LLM — the decision engine
Given the user message, retrieved context, and available tools, the LLM does one of two things: produce a final answer, or request a tool call. That is its entire job in the loop.
The Loop — what makes it an Agent
A regular chatbot calls the LLM once and returns the response. An Agent can call the LLM multiple times within a single user request until it has gathered everything it needs.
"Lot A2241 failed tensile test.
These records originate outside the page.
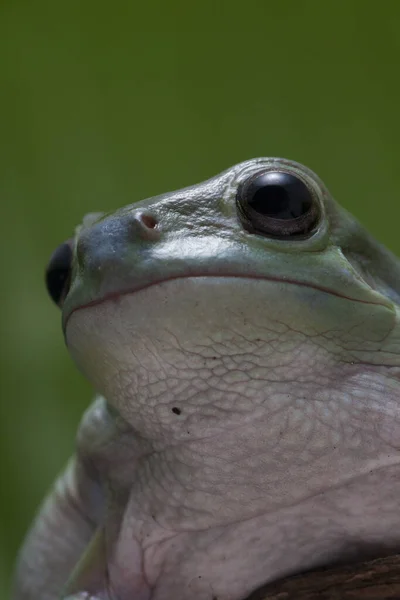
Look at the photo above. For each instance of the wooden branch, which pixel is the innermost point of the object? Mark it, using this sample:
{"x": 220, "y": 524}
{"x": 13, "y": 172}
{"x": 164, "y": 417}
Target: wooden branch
{"x": 377, "y": 579}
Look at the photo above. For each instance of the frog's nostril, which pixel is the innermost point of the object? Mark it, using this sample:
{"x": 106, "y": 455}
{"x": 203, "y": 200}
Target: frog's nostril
{"x": 148, "y": 220}
{"x": 146, "y": 225}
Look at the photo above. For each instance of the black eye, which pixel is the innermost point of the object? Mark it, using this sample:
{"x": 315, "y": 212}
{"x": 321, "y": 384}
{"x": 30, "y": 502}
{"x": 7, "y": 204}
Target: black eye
{"x": 278, "y": 204}
{"x": 58, "y": 273}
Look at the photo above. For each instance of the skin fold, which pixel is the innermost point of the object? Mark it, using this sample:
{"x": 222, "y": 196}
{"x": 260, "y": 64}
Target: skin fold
{"x": 246, "y": 360}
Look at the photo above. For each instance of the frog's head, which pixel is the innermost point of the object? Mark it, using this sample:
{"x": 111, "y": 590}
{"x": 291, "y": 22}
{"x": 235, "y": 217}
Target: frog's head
{"x": 246, "y": 292}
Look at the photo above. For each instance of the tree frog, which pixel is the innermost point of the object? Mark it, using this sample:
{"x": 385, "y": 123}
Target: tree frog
{"x": 243, "y": 339}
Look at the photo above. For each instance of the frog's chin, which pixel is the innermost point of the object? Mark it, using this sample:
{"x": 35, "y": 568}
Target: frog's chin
{"x": 176, "y": 320}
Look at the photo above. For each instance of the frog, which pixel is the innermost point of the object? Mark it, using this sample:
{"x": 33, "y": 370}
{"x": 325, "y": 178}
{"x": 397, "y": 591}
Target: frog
{"x": 242, "y": 337}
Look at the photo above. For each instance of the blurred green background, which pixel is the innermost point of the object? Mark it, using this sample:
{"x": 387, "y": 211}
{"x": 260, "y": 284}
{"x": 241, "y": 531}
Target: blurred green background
{"x": 106, "y": 103}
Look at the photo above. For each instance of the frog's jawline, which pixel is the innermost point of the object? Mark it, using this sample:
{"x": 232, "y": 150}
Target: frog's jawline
{"x": 116, "y": 295}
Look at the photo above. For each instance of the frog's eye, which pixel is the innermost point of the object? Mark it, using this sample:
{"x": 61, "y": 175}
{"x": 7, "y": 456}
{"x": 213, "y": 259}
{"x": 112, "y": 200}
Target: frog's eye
{"x": 278, "y": 204}
{"x": 58, "y": 273}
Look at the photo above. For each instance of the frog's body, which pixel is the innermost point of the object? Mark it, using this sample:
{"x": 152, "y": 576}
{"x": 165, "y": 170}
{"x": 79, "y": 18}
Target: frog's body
{"x": 251, "y": 369}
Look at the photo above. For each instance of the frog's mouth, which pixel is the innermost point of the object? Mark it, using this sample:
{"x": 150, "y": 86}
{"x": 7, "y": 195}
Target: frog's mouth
{"x": 368, "y": 295}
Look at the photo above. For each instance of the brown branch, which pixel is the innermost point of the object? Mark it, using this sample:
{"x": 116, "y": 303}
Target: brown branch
{"x": 377, "y": 579}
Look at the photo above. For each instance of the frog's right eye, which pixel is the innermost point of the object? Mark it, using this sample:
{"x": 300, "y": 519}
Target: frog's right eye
{"x": 58, "y": 273}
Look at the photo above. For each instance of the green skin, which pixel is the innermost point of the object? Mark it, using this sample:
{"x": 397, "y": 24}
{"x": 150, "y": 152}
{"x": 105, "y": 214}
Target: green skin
{"x": 282, "y": 357}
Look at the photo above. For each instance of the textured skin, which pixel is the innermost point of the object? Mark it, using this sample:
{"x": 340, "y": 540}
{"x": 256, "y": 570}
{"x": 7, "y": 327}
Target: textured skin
{"x": 251, "y": 428}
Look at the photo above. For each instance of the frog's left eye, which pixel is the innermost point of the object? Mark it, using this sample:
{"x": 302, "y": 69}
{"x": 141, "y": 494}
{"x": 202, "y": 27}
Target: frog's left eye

What do we do?"
RAG search → retrieves traceability records + past NCRs
Decides: use MES tool to check in-process lots
Executes MES tool → returns 8 lots on the line
Decides: use Regulatory DB to check notification rules
Executes Regulatory DB tool → AS9100 §8.7, 72h notice required
Has enough data. Generates final answer.
Receives: impact summary + actions + draft documents
Steps 3–6 are the loop. The LLM decided to use two tools before it had enough information to answer. A simple chatbot would have guessed after step 2. The Agent waited until it had real data.
Flows — purpose-specific logic
Not every request should follow the same path. A Flow defines which tools are available, in what order steps run, and how results are handled — for a specific type of task.
nonconformance_flow
supply_query_flow
general_qa_flow
The backend routes each incoming request to the appropriate flow based on intent classification — often done by the LLM itself in the first step.